What century are you from?

Globally women giving birth are attended by other women.

christina1971 · Today 18:25

I’ve just read that the Équipe journalist has apologised. So she should. Apparently she was critical of athletes who wanted their young children to accompany them to the Olympics in 2024. Her views aren’t typically French. Lots of people disgusted over here.

DontBuyAnotherBook · Today 18:27

6ate9 · Today 18:25

Globally women giving birth are attended by other women.

Think it is mainly partners and husband's in the UK.

Differentforgirls · Today 18:27

BIossomtoes · Today 18:20

Mine too. His presence was pointless.

Mine was great. With our first, he was the first to hold him because I was delivering the placenta. His face when he was looking at him was just sheer happiness.

Same with the second. We had a dodgy moment with him as the cord was round his neck and he was going blue.

There was not another person on the planet I wanted to be there more than my son's dad.

danglethedingle · Today 18:27

TheLightSideOfTheMoon · Today 16:55

To be fair, while I was in labour exDH was completely useless.

Anyone else?

Oh yes, worse than useless tbh.

DontBuyAnotherBook · Today 18:27

Differentforgirls · Today 18:17

"A tad" 😂Thank you. That's light relief on this thread.x

Well we are hoping for number three so he better stay upright if it happens lol.

6ate9 · Today 18:28

DontBuyAnotherBook · Today 18:27

Think it is mainly partners and husband's in the UK.

In the UK yes, since the 1960s.

mondaytosunday · Today 18:28

Gosh my husband got me through the birth of our children. He was there to support me however he could. And when our second ended up in NICU for three days we needed each other.

sittingonabeach · Today 18:30

DH was an amazing birthing partner, wouldn’t have wanted anyone else.
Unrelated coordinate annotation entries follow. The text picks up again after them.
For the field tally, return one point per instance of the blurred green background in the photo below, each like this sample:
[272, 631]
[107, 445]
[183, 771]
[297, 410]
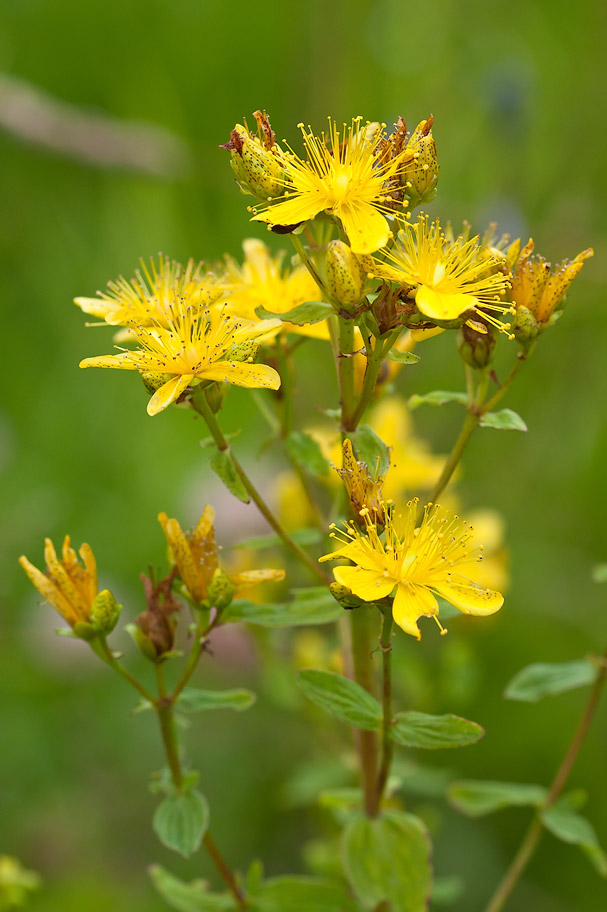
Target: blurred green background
[517, 92]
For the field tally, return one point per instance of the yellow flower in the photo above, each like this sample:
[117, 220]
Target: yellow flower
[193, 348]
[364, 489]
[148, 299]
[70, 586]
[419, 563]
[450, 280]
[195, 555]
[263, 281]
[538, 289]
[413, 466]
[344, 175]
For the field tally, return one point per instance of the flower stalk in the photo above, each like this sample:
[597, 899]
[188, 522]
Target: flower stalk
[534, 833]
[202, 406]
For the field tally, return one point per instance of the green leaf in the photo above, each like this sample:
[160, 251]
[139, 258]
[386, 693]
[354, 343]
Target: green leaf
[308, 312]
[371, 449]
[387, 858]
[599, 573]
[181, 821]
[402, 357]
[306, 452]
[301, 536]
[437, 397]
[543, 679]
[565, 824]
[314, 605]
[477, 797]
[223, 466]
[413, 729]
[505, 420]
[302, 894]
[341, 697]
[447, 890]
[193, 699]
[188, 897]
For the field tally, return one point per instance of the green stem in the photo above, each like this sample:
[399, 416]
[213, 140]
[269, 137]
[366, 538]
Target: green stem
[374, 362]
[108, 657]
[166, 718]
[473, 415]
[521, 358]
[385, 643]
[346, 369]
[361, 620]
[534, 833]
[202, 406]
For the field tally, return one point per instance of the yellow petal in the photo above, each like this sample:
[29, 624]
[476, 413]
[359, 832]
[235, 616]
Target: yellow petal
[49, 591]
[440, 306]
[168, 392]
[367, 229]
[291, 211]
[468, 597]
[116, 361]
[411, 603]
[242, 374]
[366, 584]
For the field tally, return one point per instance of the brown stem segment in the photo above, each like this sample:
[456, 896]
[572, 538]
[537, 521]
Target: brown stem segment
[385, 643]
[361, 620]
[534, 833]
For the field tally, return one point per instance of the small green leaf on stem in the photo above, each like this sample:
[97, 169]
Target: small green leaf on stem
[387, 858]
[306, 452]
[371, 449]
[188, 897]
[342, 698]
[193, 699]
[504, 420]
[223, 466]
[181, 821]
[414, 729]
[302, 894]
[300, 536]
[477, 797]
[308, 312]
[570, 827]
[436, 397]
[311, 605]
[543, 679]
[402, 357]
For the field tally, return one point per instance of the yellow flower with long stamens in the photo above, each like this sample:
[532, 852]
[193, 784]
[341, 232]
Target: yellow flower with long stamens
[450, 279]
[195, 555]
[418, 563]
[193, 348]
[264, 281]
[344, 175]
[71, 588]
[538, 289]
[149, 297]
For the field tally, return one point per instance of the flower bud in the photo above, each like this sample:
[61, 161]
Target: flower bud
[476, 347]
[221, 590]
[345, 275]
[153, 380]
[420, 176]
[105, 612]
[254, 163]
[344, 596]
[216, 394]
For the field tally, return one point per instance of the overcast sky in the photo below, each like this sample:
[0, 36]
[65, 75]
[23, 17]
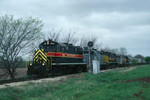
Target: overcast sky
[116, 23]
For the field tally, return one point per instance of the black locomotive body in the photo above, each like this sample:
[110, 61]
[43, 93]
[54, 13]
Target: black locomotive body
[60, 58]
[57, 58]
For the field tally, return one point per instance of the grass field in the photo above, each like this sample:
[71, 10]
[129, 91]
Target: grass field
[115, 85]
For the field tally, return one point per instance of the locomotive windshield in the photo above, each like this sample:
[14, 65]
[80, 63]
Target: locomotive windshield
[48, 48]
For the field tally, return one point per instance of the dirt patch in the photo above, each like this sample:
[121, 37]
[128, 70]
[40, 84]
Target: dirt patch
[143, 80]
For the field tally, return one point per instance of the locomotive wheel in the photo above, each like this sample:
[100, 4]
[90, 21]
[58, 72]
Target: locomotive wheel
[79, 69]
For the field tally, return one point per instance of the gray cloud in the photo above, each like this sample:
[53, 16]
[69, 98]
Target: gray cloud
[118, 23]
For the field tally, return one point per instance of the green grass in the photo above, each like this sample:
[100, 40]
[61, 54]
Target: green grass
[103, 86]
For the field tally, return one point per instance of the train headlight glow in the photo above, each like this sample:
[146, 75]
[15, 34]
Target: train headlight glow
[30, 64]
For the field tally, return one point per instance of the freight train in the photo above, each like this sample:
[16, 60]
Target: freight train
[54, 58]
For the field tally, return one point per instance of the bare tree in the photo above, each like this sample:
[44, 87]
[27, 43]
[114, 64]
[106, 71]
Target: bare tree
[16, 37]
[123, 51]
[116, 51]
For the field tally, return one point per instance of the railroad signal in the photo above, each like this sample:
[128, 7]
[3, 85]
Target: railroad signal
[90, 44]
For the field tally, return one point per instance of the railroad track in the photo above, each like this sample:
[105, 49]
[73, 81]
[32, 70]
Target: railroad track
[18, 80]
[2, 82]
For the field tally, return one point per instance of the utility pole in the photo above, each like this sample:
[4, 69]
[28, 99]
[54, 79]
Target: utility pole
[90, 45]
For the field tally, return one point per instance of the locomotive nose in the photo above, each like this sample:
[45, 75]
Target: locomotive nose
[40, 57]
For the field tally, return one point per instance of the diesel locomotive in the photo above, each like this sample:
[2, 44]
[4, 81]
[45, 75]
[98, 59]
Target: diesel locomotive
[56, 58]
[53, 58]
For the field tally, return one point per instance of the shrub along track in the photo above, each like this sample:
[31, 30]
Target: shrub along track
[57, 78]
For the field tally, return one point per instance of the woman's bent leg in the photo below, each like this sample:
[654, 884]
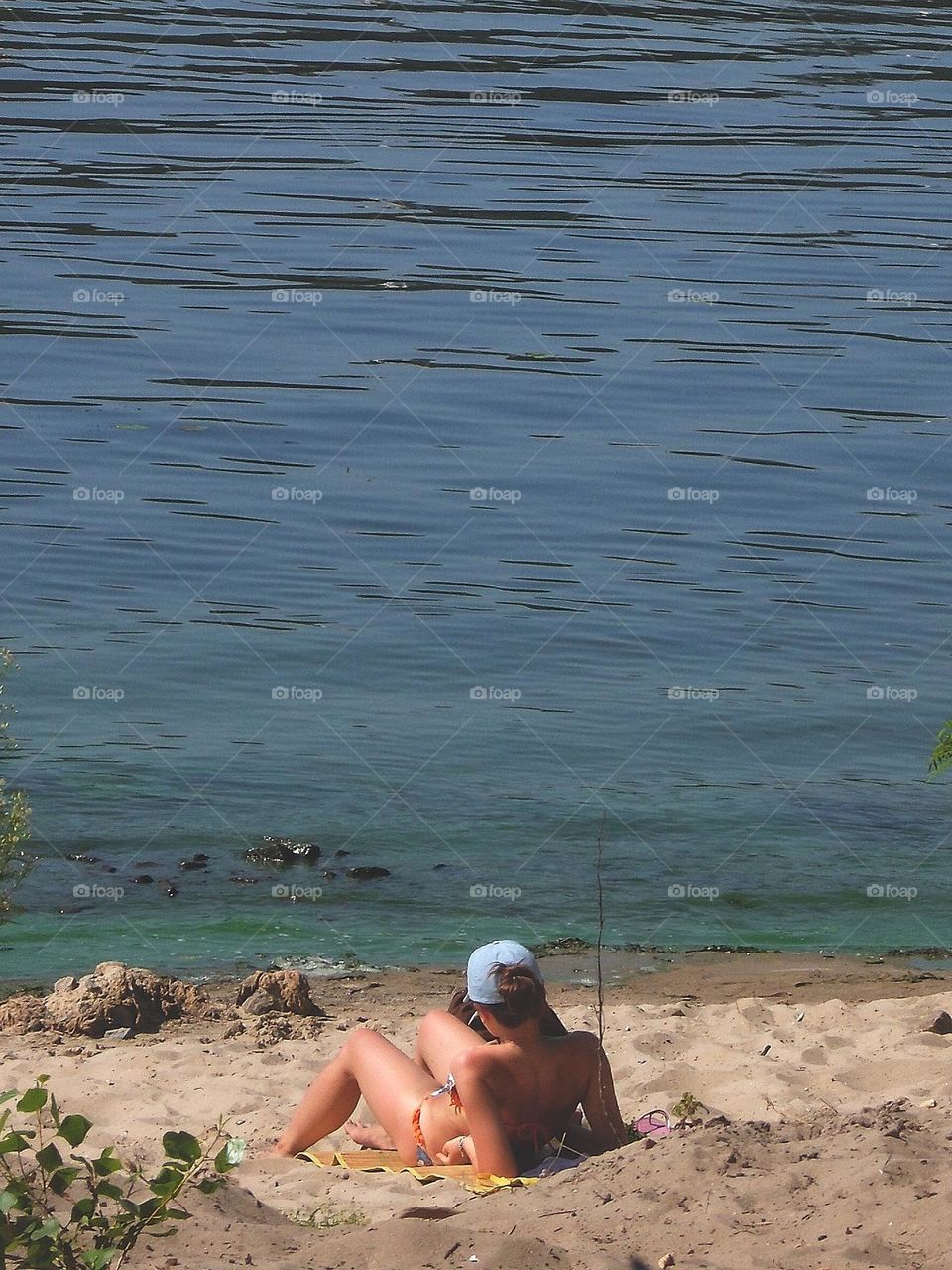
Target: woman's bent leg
[371, 1066]
[439, 1039]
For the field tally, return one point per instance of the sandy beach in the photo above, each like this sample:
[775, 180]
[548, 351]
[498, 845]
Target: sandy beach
[825, 1141]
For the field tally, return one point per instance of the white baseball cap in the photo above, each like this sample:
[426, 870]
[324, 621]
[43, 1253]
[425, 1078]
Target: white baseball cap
[481, 970]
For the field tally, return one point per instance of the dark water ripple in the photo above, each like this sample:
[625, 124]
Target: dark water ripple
[551, 402]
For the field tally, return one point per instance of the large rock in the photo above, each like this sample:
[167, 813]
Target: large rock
[112, 996]
[289, 991]
[22, 1014]
[284, 851]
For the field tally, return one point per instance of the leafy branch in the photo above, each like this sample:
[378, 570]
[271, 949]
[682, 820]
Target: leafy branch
[942, 754]
[87, 1213]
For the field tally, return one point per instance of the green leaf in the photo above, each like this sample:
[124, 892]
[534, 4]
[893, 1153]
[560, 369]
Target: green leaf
[181, 1146]
[98, 1259]
[942, 754]
[230, 1155]
[62, 1179]
[73, 1129]
[32, 1100]
[49, 1157]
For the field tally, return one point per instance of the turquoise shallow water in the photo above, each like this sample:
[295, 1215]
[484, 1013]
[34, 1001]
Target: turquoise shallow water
[434, 434]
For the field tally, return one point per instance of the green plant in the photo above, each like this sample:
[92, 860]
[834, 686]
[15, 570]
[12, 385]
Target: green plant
[942, 754]
[14, 813]
[86, 1213]
[326, 1216]
[687, 1109]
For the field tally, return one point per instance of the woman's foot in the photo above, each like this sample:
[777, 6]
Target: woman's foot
[368, 1135]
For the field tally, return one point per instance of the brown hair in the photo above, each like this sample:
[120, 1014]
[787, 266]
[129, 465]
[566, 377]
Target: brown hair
[524, 996]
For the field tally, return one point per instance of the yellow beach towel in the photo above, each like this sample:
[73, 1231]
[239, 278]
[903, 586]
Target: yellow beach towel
[390, 1162]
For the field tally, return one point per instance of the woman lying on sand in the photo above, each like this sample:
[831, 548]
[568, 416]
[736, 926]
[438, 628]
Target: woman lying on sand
[495, 1103]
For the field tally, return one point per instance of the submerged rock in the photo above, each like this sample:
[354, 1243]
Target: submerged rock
[284, 851]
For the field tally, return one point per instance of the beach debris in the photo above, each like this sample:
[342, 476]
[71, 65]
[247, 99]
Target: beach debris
[114, 996]
[284, 851]
[286, 992]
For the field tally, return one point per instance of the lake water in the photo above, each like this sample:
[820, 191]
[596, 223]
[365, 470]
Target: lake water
[436, 432]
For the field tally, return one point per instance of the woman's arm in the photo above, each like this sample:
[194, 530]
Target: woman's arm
[488, 1143]
[601, 1103]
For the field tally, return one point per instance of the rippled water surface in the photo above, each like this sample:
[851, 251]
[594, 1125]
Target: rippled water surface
[434, 431]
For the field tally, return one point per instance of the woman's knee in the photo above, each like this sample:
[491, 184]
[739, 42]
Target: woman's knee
[358, 1043]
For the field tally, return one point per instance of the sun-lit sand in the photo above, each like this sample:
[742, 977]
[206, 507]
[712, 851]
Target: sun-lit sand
[788, 1170]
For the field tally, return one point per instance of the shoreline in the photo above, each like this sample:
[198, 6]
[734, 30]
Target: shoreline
[706, 975]
[828, 1114]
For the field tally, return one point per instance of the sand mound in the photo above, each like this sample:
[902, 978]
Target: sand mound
[112, 996]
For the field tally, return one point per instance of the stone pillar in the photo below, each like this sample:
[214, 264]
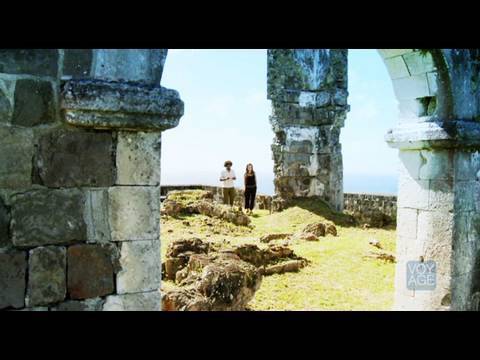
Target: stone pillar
[439, 189]
[438, 212]
[308, 91]
[80, 142]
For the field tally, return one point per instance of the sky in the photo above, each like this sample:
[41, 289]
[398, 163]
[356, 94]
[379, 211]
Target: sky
[226, 117]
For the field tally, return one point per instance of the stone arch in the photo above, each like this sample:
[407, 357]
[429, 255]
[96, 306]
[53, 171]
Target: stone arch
[104, 110]
[80, 142]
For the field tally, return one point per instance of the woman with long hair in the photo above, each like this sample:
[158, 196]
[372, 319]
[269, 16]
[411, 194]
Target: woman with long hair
[250, 188]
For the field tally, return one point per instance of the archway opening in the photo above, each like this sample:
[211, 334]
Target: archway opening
[224, 121]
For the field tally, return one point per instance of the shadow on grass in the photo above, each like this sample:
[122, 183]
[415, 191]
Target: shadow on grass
[319, 207]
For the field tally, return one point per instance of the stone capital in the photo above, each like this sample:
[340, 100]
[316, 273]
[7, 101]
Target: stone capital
[434, 135]
[107, 104]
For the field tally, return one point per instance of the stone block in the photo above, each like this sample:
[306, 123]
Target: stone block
[103, 104]
[396, 67]
[77, 62]
[42, 62]
[435, 235]
[407, 222]
[427, 164]
[412, 87]
[47, 276]
[467, 196]
[418, 63]
[467, 165]
[148, 301]
[4, 225]
[34, 103]
[144, 65]
[412, 193]
[141, 267]
[48, 217]
[75, 158]
[134, 213]
[91, 270]
[388, 53]
[410, 110]
[16, 152]
[432, 82]
[13, 269]
[95, 304]
[138, 158]
[5, 107]
[96, 216]
[441, 195]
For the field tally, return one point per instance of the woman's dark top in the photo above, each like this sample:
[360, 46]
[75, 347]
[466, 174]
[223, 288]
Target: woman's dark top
[250, 181]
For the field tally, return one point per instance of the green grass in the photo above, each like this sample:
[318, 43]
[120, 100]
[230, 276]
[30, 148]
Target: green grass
[339, 277]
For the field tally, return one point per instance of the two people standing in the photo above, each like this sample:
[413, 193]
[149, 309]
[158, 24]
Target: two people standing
[227, 177]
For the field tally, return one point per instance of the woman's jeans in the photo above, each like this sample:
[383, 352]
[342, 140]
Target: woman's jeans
[228, 196]
[250, 197]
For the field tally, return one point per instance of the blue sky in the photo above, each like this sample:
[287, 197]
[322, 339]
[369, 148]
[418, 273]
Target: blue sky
[226, 117]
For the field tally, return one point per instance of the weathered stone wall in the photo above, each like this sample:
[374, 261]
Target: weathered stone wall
[439, 178]
[80, 139]
[371, 209]
[308, 91]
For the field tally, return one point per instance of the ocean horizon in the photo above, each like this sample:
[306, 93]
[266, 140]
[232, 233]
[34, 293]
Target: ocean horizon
[352, 183]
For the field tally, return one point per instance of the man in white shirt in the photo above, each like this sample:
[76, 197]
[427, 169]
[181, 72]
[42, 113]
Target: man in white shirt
[227, 177]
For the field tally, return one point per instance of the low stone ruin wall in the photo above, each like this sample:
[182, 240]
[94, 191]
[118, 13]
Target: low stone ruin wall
[263, 202]
[371, 209]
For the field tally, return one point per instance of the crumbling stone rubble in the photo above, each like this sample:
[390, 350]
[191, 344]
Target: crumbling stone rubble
[201, 202]
[214, 279]
[311, 232]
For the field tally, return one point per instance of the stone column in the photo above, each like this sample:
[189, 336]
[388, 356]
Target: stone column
[308, 90]
[80, 178]
[438, 212]
[439, 189]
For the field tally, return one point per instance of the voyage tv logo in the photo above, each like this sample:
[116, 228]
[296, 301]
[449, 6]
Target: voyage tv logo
[421, 275]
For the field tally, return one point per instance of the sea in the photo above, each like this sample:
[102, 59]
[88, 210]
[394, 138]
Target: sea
[352, 183]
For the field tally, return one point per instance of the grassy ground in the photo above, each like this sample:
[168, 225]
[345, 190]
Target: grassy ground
[339, 277]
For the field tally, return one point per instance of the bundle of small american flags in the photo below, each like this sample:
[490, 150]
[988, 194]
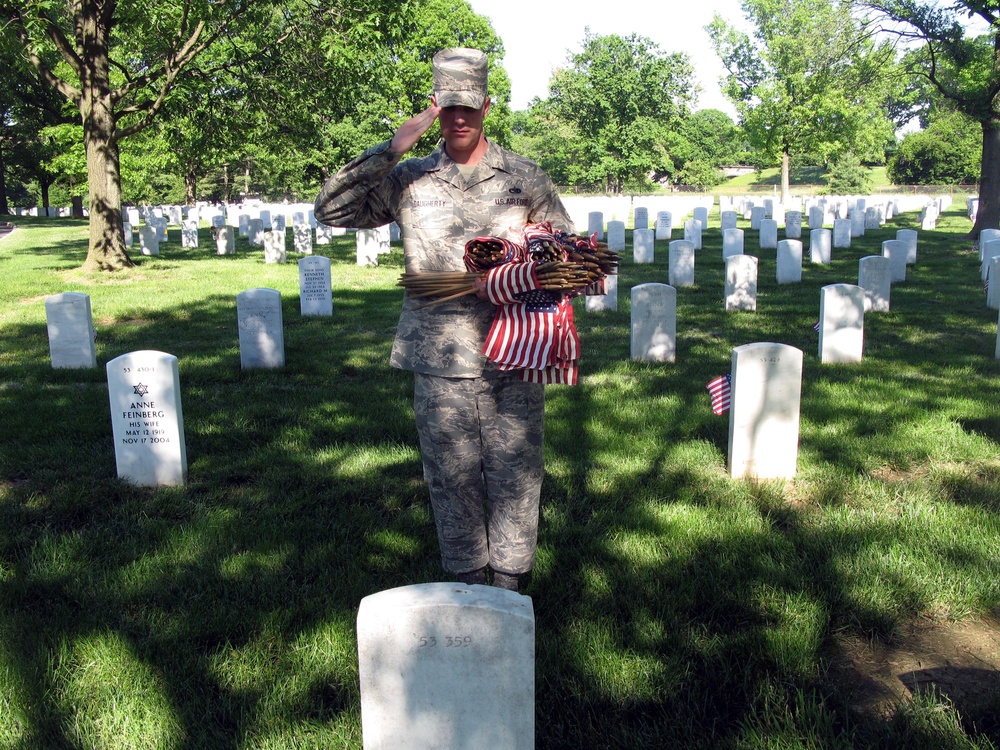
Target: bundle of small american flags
[720, 389]
[531, 281]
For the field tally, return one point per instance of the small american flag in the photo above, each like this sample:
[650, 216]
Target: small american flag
[532, 329]
[719, 389]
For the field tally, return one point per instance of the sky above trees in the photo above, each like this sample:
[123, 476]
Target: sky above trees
[539, 42]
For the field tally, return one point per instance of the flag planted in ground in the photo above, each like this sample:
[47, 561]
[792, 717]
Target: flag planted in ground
[719, 389]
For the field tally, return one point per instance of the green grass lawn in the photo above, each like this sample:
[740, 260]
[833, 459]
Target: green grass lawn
[674, 607]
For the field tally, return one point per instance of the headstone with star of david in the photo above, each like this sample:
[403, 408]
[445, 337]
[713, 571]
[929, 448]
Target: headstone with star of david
[146, 419]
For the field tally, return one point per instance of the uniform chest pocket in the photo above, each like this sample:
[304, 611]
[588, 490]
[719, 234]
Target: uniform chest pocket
[430, 212]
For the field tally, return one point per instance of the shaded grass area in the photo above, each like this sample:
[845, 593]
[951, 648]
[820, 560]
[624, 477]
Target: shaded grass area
[674, 607]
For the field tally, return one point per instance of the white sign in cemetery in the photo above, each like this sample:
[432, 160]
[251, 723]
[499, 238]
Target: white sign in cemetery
[764, 412]
[447, 666]
[315, 294]
[70, 327]
[146, 419]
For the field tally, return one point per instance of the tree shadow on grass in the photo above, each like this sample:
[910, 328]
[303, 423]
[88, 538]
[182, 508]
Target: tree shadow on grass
[674, 607]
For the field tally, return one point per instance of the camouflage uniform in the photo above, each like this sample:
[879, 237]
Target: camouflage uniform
[480, 429]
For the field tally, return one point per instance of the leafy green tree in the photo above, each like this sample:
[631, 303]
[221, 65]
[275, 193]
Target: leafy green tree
[848, 175]
[810, 80]
[119, 63]
[964, 67]
[623, 95]
[947, 152]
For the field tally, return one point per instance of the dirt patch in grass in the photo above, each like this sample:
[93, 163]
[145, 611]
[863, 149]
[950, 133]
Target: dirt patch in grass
[959, 661]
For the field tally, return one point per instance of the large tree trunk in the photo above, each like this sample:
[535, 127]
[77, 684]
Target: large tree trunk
[106, 251]
[988, 216]
[190, 187]
[4, 208]
[786, 190]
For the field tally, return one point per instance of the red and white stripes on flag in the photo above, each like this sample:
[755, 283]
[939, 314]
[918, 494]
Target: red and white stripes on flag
[719, 389]
[533, 328]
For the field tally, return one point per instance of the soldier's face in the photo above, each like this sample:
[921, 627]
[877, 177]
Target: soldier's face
[462, 127]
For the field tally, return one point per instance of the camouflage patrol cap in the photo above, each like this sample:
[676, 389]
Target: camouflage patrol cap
[460, 77]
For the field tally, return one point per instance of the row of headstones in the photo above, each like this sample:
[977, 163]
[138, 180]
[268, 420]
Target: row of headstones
[268, 213]
[370, 242]
[819, 211]
[874, 276]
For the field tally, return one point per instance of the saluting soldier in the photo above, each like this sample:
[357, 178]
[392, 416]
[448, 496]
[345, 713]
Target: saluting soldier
[480, 428]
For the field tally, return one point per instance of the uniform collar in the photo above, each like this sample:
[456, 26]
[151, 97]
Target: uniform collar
[491, 162]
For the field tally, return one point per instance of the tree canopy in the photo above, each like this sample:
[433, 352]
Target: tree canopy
[622, 95]
[963, 66]
[810, 79]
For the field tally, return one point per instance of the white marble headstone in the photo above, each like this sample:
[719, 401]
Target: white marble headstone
[701, 216]
[680, 263]
[692, 233]
[146, 419]
[732, 242]
[447, 666]
[640, 218]
[768, 237]
[595, 223]
[302, 237]
[816, 216]
[604, 302]
[261, 330]
[315, 295]
[654, 322]
[842, 233]
[225, 240]
[841, 323]
[741, 282]
[896, 251]
[766, 392]
[819, 246]
[789, 262]
[985, 235]
[371, 243]
[189, 233]
[70, 327]
[256, 232]
[875, 277]
[909, 236]
[148, 240]
[274, 246]
[793, 225]
[993, 289]
[616, 235]
[664, 225]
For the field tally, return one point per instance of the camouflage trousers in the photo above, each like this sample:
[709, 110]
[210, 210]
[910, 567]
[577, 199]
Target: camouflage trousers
[481, 443]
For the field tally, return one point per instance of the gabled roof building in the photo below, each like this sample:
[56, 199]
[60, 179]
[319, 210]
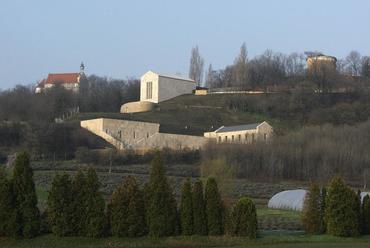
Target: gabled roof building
[248, 133]
[70, 81]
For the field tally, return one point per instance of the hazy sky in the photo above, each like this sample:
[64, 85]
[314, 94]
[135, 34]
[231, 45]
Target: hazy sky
[125, 38]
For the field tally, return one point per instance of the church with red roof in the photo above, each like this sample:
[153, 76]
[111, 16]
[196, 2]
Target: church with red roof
[70, 81]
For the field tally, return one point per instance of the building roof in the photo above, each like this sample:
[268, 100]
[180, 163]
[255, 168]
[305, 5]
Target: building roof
[174, 76]
[54, 78]
[224, 129]
[62, 77]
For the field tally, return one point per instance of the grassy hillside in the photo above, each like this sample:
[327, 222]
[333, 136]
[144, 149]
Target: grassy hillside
[190, 114]
[269, 240]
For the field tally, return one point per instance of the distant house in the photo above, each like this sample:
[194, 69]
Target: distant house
[242, 134]
[157, 87]
[201, 91]
[70, 81]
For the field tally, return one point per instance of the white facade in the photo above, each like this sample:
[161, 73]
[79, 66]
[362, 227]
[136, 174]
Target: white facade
[157, 87]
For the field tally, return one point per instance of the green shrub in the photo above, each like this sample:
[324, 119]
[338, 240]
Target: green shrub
[162, 216]
[366, 215]
[244, 219]
[186, 209]
[27, 216]
[214, 208]
[313, 210]
[60, 211]
[127, 213]
[6, 204]
[79, 203]
[96, 222]
[342, 211]
[199, 211]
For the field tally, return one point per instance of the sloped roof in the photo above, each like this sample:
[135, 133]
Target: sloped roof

Also I had an unexpected complication after giving birth which could have been dangerous for me, unless sorted quickly which it was. Needed DH’s support through that, whilst also looking after DS. He would not have wanted to miss any of that or not be there to support me.

Devonshiregal · Today 18:30

Gettingbysomehow · Today 17:06

I told my husband at the time to go home. He turned up with a friend I didnt know to support him at this difficult time. I told both of them to get the hell out and stay out. That marriage didnt last long.

Just when you think you’ve heard it all…

PencilsInSpace · Today 18:31

Childbirth is an amazing moment, for all the pain and mess and sometimes trauma. An entire, brand new person comes out of your body! That still boggles my mind, decades later.

I have two DC, two different fathers. They weren't objectively useless and they were both very keen on being there, but I just found their presence a bit annoying through no fault of theirs. If I had another (I won't, I'm old) I think I'd prefer another mother as a birthing partner - someone who properly understood what I was going through.

I know it's important to a lot of women to have the father there for the birth but I don't like the automatic assumption that he must be there. A lot of people seem to think he has a right to be there which is totally wrong. Also, for second and subsequent children, he can often be of most use looking after the older ones and he shouldn't be made to feel bad about that.